FIG. 3b illustrates an example physical unit illustrating that the circuitry may be contained in a small plastic case 350, sealed so that it is waterproof, and bearing a hook 352 or some other mounting means to facilitate mounting unit within a toilet bowl or urinal.

FIG. 4 shows a flow diagram of an example procedure implemented by the device at FIG. 3. Thus at step 400 the procedure inputs pressure and/or temperature data and uses this to detect the start of a urine flow onto the device (S402). The time at which the urine flow starts may be detected and recorded. This can be used to identify a medical condition, for instance, based on frequency of urination or frequency of urination during a predefined period of time (time of day/night).

Once flow has been detected the procedure begins gathering data from the accelerometer and/or turns on the acoustic sensor (microphone), S404. Data is then collected from the accelerometer and/or acoustic sensor (S406) and, in embodiments, also from the pressure sensor (S408). These data are used to determine the urine flow rate (S410), for example by integrating the X, Y and Z-axis accelerometer signals to determine a direction-insensitive flow rate and then optionally combining this, for example by weighted average, with a flow rate from the pressure sensor, to determine time series flow rate data.
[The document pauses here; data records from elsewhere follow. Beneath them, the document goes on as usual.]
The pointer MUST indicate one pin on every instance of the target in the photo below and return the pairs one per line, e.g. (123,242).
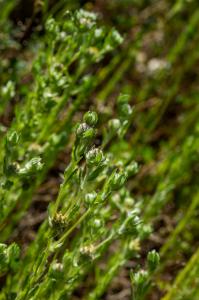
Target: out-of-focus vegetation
(99,149)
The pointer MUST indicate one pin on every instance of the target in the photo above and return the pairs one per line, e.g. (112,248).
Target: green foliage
(116,115)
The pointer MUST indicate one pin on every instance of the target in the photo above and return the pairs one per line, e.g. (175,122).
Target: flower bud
(125,110)
(140,283)
(94,157)
(13,138)
(90,198)
(90,118)
(153,260)
(81,129)
(31,167)
(114,125)
(85,132)
(117,180)
(132,169)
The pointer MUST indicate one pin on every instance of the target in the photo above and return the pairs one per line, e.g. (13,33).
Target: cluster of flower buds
(85,134)
(32,167)
(117,180)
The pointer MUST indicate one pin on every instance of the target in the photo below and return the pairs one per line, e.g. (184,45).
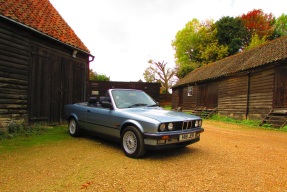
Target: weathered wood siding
(208,95)
(38,75)
(232,96)
(260,93)
(280,87)
(190,102)
(174,101)
(186,102)
(55,80)
(14,74)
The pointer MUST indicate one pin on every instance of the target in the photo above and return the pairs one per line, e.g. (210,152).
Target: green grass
(246,122)
(44,136)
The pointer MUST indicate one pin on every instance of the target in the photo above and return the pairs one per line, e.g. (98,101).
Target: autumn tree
(255,42)
(231,32)
(258,22)
(196,45)
(159,72)
(93,76)
(280,26)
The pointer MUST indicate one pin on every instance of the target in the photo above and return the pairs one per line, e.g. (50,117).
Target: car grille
(183,125)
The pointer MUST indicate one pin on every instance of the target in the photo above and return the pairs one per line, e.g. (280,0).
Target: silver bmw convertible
(135,119)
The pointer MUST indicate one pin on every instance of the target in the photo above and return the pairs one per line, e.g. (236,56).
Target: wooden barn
(43,64)
(248,85)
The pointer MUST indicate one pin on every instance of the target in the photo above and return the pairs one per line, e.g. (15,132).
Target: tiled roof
(43,17)
(265,54)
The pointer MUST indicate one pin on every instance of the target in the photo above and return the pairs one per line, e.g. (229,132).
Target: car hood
(161,114)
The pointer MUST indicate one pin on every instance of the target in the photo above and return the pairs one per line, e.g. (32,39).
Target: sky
(124,35)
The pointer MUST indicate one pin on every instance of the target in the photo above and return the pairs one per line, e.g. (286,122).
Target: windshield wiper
(137,105)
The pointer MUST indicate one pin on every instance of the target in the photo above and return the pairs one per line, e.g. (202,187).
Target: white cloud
(124,35)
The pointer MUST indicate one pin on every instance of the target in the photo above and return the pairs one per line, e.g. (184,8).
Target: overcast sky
(124,34)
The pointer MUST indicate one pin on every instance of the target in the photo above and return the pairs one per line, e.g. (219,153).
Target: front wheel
(132,142)
(73,128)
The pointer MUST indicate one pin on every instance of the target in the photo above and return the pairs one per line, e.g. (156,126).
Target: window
(189,90)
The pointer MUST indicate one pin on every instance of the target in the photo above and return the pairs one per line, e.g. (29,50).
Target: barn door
(280,88)
(54,81)
(208,95)
(40,86)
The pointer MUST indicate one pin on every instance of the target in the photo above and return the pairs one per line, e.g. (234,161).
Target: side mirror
(106,104)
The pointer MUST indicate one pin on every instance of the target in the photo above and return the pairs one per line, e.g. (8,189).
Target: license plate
(186,136)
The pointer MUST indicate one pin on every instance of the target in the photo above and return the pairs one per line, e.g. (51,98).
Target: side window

Optionally the accelerometer data may also be provided to a routine S412 which estimates the gender, for example from the standard deviation of the X-, Y- and Z-accelerometer signal components (greater for males than for females). This information may provide information to the flow-end detection procedure S402 as the male and female end of flow behaviour differs. In broad terms, therefore, embodiments of the device may estimate the user's gender, and then adapt the operation of the device in response to the user's gender, in particular to increase the accuracy of the data obtained. Although in embodiments this information is applied to end of flow detection a skilled person will appreciate that knowledge of gender may be used in other ways to improve the accuracy of the measurements.
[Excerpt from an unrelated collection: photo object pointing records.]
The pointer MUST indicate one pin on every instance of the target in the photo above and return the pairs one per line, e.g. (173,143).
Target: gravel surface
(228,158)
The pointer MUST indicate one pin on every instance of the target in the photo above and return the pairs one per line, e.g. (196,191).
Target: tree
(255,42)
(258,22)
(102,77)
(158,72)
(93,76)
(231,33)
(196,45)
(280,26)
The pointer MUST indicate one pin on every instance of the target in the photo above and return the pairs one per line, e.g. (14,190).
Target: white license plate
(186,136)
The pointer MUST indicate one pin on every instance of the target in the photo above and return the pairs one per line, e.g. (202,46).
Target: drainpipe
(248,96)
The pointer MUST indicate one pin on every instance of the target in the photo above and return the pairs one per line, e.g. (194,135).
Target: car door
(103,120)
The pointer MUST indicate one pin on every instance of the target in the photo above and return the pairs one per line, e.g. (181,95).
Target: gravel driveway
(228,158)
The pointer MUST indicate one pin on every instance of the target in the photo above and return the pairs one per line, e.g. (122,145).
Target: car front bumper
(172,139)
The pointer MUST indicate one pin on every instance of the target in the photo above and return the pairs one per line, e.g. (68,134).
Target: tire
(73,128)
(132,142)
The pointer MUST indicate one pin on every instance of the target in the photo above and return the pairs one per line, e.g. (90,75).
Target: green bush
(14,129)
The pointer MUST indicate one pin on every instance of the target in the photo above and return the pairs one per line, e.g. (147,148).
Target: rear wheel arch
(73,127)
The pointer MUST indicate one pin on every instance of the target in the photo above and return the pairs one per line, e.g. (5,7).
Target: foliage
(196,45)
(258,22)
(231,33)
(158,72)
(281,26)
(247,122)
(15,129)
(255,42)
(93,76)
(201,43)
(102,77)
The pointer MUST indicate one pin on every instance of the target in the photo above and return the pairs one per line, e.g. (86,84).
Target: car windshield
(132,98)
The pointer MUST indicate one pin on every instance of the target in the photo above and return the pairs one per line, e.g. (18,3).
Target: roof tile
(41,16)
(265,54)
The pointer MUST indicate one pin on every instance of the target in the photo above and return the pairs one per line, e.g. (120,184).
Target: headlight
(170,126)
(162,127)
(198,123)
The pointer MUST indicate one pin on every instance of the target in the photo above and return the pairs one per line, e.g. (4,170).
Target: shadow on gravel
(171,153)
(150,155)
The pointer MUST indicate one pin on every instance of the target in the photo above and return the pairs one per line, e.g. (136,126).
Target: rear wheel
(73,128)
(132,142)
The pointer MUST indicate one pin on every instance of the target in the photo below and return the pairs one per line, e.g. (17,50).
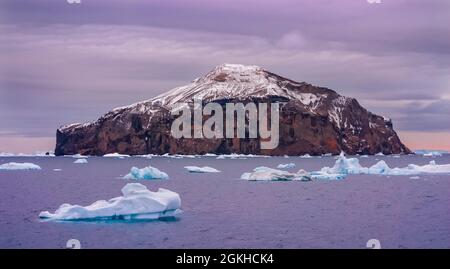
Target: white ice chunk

Once flow rate has been determined, the procedure identifies the absolute flow rate as a low flow rate, for example less than 10 ml/s, can indicate infection (S412). Additionally or alternatively the procedure identifies flow fluctuations. In some preferred embodiments the procedure identifies when the flow falls to substantially zero, and preferably also determines a duration or an average duration between such intervals and/or counts a number of such intervals. In particular, the duration between points at which the flow approaches zero is useful for identifying a potential infection. More particularly, where an infection is present there may be an extended period of time for which the flow is close to zero (below a threshold level). Thus there may be short intervals of flow punctuated by relatively long delays. In embodiments, therefore, the device may time the duration of one or more of such delays between intervals of flow and determine a delay or an average delay. In broad terms, the longer the delay between intervals of flow the greater the likelihood of infection and/or greater the degree of infection. The skilled person will appreciate that there are many ways to define a threshold level of flow in order to count or time durations of low flow or intervals between duration periods of flow.

In further embodiments, a gas and/or chemical sensor is/are turned on at step S404 and measure chemical concentration at step S406. This concentration data is input in step S410 to determine whether there is a potential infection.
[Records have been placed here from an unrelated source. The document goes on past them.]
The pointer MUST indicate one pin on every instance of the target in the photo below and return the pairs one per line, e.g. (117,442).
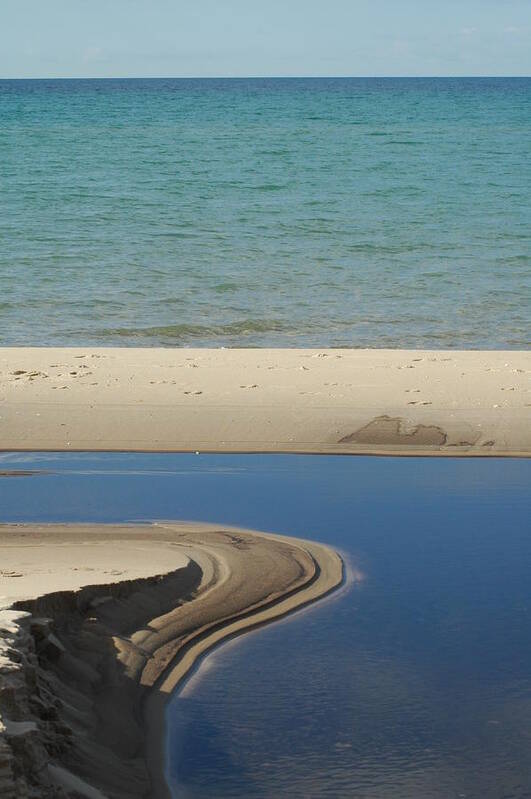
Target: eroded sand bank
(266,400)
(99,623)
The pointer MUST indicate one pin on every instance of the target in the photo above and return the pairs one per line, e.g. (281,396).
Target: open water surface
(413,682)
(281,212)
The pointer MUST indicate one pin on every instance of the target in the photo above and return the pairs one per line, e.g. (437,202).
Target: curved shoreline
(127,645)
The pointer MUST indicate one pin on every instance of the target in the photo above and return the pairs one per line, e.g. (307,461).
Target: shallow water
(414,683)
(311,212)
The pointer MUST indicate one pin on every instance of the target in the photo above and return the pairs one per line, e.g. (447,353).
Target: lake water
(413,682)
(281,212)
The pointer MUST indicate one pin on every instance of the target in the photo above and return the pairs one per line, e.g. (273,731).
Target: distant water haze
(414,683)
(281,212)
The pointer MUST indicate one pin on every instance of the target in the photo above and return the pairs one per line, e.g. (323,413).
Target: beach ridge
(335,401)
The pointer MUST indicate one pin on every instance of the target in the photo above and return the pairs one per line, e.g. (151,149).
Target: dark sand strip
(84,679)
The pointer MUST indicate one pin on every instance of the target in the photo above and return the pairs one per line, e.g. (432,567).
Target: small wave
(188,331)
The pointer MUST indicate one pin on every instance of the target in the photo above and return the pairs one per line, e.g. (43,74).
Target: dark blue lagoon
(413,681)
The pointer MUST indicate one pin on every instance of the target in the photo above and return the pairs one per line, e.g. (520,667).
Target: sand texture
(99,623)
(266,400)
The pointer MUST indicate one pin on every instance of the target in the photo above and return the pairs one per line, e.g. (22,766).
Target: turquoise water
(266,212)
(413,684)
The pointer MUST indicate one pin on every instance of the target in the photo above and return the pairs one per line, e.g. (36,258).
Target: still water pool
(413,682)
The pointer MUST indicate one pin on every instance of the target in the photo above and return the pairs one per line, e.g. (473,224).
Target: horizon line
(262,77)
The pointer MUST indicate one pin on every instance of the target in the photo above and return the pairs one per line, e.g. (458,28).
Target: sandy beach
(100,623)
(266,400)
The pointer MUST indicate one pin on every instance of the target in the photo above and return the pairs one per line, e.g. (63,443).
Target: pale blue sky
(70,38)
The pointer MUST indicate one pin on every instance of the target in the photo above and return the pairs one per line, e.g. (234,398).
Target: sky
(201,38)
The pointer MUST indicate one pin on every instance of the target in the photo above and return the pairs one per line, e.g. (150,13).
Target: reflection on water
(416,682)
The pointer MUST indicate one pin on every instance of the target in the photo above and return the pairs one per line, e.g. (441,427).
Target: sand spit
(99,623)
(266,400)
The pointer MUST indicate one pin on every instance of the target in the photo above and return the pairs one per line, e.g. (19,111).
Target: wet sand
(99,623)
(265,400)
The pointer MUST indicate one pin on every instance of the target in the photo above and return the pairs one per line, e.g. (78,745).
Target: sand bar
(100,623)
(266,400)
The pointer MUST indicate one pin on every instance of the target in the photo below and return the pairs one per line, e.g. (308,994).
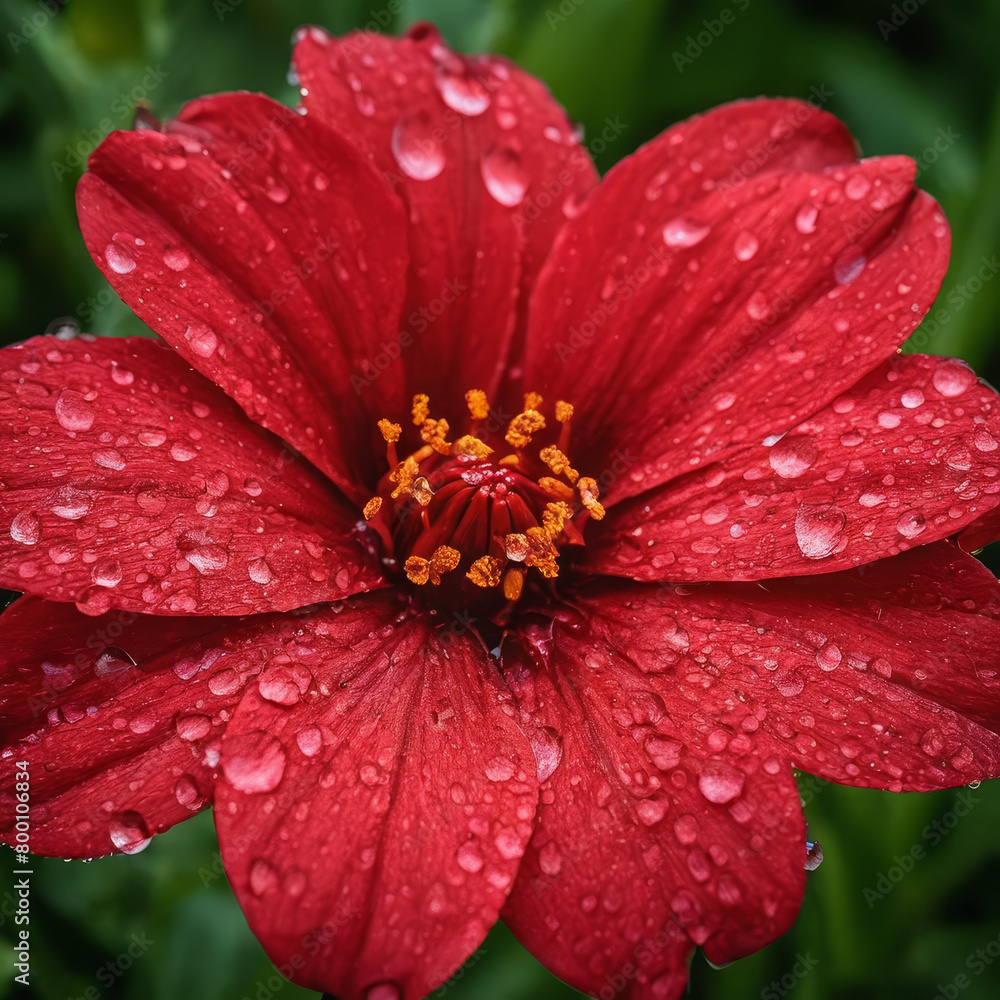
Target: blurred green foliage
(903,75)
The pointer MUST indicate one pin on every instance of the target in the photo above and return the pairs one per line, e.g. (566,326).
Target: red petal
(906,457)
(119,717)
(726,312)
(882,676)
(644,846)
(484,159)
(131,482)
(271,255)
(379,806)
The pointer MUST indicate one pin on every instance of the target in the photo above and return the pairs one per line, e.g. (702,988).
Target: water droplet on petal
(416,151)
(720,784)
(504,176)
(254,764)
(469,857)
(202,339)
(176,260)
(818,530)
(119,259)
(792,455)
(461,90)
(684,233)
(26,528)
(129,832)
(73,412)
(745,246)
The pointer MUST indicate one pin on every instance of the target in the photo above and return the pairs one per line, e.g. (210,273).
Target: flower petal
(726,311)
(119,718)
(907,456)
(132,482)
(644,846)
(484,159)
(375,800)
(270,253)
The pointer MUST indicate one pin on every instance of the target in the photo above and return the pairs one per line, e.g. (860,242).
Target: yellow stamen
(390,431)
(543,553)
(421,571)
(588,497)
(404,474)
(421,408)
(421,491)
(435,433)
(513,583)
(470,445)
(478,404)
(558,463)
(556,488)
(522,427)
(554,517)
(485,572)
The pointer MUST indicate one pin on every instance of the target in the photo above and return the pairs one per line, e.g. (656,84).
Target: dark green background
(936,73)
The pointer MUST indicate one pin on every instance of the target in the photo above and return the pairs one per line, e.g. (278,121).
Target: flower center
(471,520)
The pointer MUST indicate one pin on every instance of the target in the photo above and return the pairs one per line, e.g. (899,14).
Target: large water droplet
(504,176)
(461,91)
(129,832)
(26,528)
(255,764)
(202,339)
(684,233)
(818,530)
(721,784)
(791,456)
(73,412)
(118,258)
(416,151)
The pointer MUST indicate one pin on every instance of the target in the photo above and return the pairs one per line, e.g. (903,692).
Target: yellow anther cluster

At step 414 the procedure determines and stores/outputs infection data. As previously, this may be a simple binary bit indicating the presence or absence of potential infection. However more information may be provided, for example information indicating a degree of infection, a probability of infection, a type of potential infection, infection characterising data, raw and/or processed sensor data, and so forth. In particular, the device may include an optical sensor to provide colourimetric data (S416) and/or a temperature sensor to provide temperature data (S418).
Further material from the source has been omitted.